Sessantuno anni fa moriva a 22anni Bruno Nespoli, la sua tragica vicenda

Il 24 gennaio 1960 la tragedia durante Olbia-Carrarese.

“Sullo stadio di Olbia che ti vide trionfare non passò il pallone attanagliato dalle tue mani, passò invece sorella morte e il fremito funereo trasvolò subito oltre il mare, fino alla tua Sansepolcro. Resta l’imperituro ricordo del tuo dolce sorriso che si perpetua ora fra gli splendori di Dio”, recita una lapide apposta nell’estate del 1960 presso lo stadio di via Ungheria al momento della sua intitolazione a Bruno Nespoli.

Non tutti conoscono la triste, indimenticabile vicenda di Bruno Nespoli, portiere ventiduenne dell’Olbia tragicamente mancato 61 anni fa. Nespoli, nato a Sansepolcro il 5 dicembre 1937, diede i primi calci nella squadra locale, in un campionato minore toscano. Passò al Montevarchi nella stagione 1956-57, in Promozione, prima di svolgere due stagioni, dal 1957 al 1959, in serie C con l’Arezzo.
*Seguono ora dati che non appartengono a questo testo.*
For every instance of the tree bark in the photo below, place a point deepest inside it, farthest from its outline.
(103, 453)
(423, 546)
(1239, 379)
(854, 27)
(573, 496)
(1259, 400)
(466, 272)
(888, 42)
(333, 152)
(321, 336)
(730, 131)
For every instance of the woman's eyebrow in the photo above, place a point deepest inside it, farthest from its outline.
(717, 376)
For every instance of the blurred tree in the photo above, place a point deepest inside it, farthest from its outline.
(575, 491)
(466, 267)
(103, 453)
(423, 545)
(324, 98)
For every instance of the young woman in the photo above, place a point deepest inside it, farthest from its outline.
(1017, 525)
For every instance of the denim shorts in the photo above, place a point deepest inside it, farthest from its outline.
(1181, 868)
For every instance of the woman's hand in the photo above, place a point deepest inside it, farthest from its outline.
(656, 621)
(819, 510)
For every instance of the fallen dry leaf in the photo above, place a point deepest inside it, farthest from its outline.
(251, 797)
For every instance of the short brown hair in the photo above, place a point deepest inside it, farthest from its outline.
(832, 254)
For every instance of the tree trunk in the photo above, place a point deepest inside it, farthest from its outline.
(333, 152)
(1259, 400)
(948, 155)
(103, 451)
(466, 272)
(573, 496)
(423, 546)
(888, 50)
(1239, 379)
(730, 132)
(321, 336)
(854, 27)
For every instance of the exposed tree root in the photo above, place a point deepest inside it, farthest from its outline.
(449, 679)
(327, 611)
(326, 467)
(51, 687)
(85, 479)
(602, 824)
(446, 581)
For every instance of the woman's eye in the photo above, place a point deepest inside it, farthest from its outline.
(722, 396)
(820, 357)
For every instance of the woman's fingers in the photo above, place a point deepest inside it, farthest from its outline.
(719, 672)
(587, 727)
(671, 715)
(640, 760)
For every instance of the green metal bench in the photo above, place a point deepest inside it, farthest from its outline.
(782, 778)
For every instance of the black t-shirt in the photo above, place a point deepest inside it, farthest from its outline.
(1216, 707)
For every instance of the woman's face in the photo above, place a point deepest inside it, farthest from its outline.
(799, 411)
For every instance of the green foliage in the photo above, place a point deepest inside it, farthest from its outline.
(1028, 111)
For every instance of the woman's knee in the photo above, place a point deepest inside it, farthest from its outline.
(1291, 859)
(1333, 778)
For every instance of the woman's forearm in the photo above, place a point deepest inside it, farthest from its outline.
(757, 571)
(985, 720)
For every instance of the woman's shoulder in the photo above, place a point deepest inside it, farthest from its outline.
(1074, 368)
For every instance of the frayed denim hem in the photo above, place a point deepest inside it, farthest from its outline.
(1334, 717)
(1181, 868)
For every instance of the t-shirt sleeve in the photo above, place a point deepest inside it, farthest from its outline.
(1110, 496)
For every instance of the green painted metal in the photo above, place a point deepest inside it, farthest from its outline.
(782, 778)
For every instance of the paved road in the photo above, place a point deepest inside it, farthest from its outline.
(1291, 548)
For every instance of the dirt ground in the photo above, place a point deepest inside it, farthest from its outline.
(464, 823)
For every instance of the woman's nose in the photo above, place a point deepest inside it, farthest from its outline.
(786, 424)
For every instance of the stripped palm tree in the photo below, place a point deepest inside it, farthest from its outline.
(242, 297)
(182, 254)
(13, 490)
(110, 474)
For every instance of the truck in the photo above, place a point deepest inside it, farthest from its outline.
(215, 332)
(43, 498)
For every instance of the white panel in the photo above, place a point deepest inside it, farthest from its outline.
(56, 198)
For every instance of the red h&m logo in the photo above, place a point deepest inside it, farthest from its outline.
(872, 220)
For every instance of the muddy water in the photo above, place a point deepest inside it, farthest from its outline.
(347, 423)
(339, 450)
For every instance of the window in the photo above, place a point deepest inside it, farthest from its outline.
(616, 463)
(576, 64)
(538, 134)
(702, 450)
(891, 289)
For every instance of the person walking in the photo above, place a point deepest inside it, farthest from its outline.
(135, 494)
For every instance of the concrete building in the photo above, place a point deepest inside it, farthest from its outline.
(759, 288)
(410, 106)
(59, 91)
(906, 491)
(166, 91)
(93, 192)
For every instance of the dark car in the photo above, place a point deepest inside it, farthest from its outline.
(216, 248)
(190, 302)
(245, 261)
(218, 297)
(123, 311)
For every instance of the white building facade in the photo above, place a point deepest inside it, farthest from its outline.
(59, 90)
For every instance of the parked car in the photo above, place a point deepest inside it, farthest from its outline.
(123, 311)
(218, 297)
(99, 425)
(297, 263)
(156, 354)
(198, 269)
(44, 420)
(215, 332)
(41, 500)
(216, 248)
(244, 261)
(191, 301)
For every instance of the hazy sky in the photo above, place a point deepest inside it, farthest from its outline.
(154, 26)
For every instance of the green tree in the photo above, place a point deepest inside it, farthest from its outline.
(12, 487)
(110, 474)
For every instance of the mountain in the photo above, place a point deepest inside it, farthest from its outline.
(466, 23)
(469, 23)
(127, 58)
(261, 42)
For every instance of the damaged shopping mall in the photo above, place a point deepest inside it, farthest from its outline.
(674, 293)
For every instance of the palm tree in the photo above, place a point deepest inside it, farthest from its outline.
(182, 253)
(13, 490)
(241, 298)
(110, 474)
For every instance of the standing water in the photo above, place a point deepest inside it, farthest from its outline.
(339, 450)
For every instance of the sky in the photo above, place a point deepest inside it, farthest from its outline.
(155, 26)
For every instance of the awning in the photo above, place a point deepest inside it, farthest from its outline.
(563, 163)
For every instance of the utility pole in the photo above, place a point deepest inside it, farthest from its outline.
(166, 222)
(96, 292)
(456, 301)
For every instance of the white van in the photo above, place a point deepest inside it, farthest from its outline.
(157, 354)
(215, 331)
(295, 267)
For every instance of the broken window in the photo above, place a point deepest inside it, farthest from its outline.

Proprio quando stava per essere ingaggiato dalla Sanbenedettese in Serie B, venne chiamato ad adempiere all’obbligo di leva, venendo trasferito in Sardegna il 7 luglio, al Centro Addestramento Reclute di Cagliari, assegnato successivamente al 152º Reggimento fanteria “Sassari”, con servizio da svolgere presso il comando militare di Olbia.

Fu subito segnalato ai dirigenti dell’Olbia, che lo “arruolarono” nella squadra di calcio locale. Qualcuno in città racconta che avesse proposte anche dal Tempio e dalla Torres, ma che scelse l’Olbia anche per via di una ragazza. Esordì immediatamente in Serie D alla prima giornata di campionato, anche se nel tabellino ufficiale risulta aver giocato Barbelli. Un nome di copertura, Nespoli non poté utilizzare il suo vero cognome, in quanto militare.

Si fece apprezzare per la sua simpatia e il suo carattere in città, oltre che per le indubbie doti sportive. Disputò tutte le partite – tranne la seconda di campionato – fino al tragico 24 gennaio 1960, quando l’avversario di turno fu la toscana Carrarese. Era il 35‘, il pallone viaggiava velocemente verso il limite dell’area olbiese, il giovane portiere tentava una spericolata uscita, l’attaccante trentenne dei toscani Noris Schamous – Schamos negli almanacchi – inseguiva il pallone, calciando di sinistro nel tentativo di anticipare Nespoli. Inevitabile lo scontro tra i due. Ad avere la peggio, il giovane portiere dell’Olbia, che rimaneva a terra in preda alle convulsioni.

Nespoli fu trasportato al San Giovanni di Dio, dove fu stilata la diagnosi, per i tempi, simile a una condanna a morte: frattura della base cranica, commozione celebrale e stato di choc. Morì 12 ore dopo, tra lo sconforto generale.

Una folla di tifosi ne accompagnò il feretro fino alla nave che ne riportò la salma a Sansepolcro per la sepoltura. Il 20 giugno successivo, la città di Olbia volle intitolargli lo storico stadio cittadino, per lasciare vivo per sempre il suo ricordo tra gli sportivi locali e tutta la cittadinanza.